The stencil is loaded in the shared memory.
Sorting is performed via threads.
The data to sort should be twice as large as the number of threads used for sorting.
Thus initially each thread load to data values into shared memory.
Threads select two adjacent data points and compare them.
The swap the data points if the larger has a lower index.
If a swap occured, the thread writes a True to a shared bool value (this can be atomic, but does not have to be).
If the bool is true, the bool is set to false and the procedure is repeated with a shifted read by the threads until the shared memory is sorted and the shared bool stays false.

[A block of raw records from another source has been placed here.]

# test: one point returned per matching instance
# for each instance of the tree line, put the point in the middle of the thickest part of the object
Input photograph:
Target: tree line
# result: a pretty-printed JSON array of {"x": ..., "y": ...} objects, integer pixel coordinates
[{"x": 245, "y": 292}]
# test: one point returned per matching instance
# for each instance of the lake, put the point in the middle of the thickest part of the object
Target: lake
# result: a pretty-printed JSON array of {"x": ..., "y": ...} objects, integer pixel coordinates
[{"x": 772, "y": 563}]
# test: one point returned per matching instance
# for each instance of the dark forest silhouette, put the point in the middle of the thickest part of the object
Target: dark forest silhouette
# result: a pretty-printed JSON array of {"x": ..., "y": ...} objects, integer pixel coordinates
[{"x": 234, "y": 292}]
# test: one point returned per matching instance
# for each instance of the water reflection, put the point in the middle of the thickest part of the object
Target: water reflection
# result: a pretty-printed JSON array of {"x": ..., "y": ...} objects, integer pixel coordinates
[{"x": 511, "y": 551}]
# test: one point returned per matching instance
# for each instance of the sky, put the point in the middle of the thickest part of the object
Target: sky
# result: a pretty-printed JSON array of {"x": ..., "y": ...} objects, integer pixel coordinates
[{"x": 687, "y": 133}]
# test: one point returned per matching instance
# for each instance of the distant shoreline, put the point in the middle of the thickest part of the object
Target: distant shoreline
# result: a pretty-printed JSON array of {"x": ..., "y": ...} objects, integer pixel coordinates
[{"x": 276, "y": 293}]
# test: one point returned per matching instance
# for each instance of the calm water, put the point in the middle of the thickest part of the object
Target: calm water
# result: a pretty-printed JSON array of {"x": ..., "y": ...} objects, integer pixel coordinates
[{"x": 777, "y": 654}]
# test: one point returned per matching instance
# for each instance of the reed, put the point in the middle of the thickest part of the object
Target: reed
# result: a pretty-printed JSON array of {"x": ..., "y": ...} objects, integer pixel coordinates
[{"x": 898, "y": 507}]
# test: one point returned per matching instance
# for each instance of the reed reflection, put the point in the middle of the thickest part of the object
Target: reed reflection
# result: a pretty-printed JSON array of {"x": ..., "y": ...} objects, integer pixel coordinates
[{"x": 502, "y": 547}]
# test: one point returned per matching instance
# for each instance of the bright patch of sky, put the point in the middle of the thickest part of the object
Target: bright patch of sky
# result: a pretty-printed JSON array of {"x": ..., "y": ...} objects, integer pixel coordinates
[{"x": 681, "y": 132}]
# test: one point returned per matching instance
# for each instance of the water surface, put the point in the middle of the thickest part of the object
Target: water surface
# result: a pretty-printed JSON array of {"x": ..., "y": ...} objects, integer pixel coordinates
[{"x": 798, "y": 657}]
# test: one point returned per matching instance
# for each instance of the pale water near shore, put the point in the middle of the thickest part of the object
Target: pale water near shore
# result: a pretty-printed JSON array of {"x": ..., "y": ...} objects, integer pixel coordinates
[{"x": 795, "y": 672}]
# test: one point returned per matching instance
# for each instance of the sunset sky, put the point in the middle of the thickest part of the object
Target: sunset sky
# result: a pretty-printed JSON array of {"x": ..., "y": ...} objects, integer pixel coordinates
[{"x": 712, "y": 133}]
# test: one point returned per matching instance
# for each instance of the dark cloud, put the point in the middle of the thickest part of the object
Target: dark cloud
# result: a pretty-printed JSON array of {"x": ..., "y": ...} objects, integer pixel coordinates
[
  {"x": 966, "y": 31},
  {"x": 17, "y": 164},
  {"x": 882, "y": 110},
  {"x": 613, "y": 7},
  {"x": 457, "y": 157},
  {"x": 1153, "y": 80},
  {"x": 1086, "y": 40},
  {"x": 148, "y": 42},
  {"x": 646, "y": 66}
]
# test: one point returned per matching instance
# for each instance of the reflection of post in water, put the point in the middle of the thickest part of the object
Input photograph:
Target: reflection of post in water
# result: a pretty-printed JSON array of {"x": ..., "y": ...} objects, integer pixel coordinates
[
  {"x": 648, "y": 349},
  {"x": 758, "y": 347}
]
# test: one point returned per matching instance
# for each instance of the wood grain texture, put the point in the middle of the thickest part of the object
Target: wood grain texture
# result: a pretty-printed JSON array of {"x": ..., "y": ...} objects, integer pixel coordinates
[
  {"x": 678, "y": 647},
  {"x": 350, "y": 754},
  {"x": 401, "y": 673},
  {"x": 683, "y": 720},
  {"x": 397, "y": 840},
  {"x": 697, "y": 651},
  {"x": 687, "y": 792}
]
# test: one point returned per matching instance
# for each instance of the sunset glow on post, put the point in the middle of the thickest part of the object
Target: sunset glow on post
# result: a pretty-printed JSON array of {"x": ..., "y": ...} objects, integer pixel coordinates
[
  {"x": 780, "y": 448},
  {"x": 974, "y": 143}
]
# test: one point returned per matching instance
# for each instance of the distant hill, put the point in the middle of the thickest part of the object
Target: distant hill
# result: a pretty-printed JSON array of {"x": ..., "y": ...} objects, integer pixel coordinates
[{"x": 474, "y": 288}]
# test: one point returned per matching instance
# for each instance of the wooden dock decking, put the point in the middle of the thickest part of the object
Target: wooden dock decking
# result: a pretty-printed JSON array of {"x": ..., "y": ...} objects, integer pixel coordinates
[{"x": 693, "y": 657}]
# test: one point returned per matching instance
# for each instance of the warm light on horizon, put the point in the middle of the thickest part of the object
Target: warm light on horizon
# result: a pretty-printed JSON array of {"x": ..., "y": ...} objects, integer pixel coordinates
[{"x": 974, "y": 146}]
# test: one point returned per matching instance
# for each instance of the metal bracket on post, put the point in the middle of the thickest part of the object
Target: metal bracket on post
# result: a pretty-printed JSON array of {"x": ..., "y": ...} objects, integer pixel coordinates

If the shared bool stayed false, the thread with id 0 determines the median value and writes in the global output.
Hi,
We are trying to implement a parallel sorting algorithm to improve the median filter.
So in each thread, we need to sort an array, and if we want to sort them in parallel, it means in each thread we launch a sub-kernel to sort.
neither quicksort: https://stackoverflow.com/questions/14068263/cuda-quicksort-in-kernel-recall
nor odd-even sort: https://devtalk.nvidia.com/default/topic/394362/faulty-sort-algorithm-please-help-33-odd-even-sort/B
Both need to launch sub-kernel. This behavior is so-called "Dynamic Parallelism",
But unfortunately, Numba doesn't support this feature: https://numba.pydata.org/numba-doc/dev/cuda/kernels.html#kernel-declaration
So is there any other idea for parallel sorting algorithm?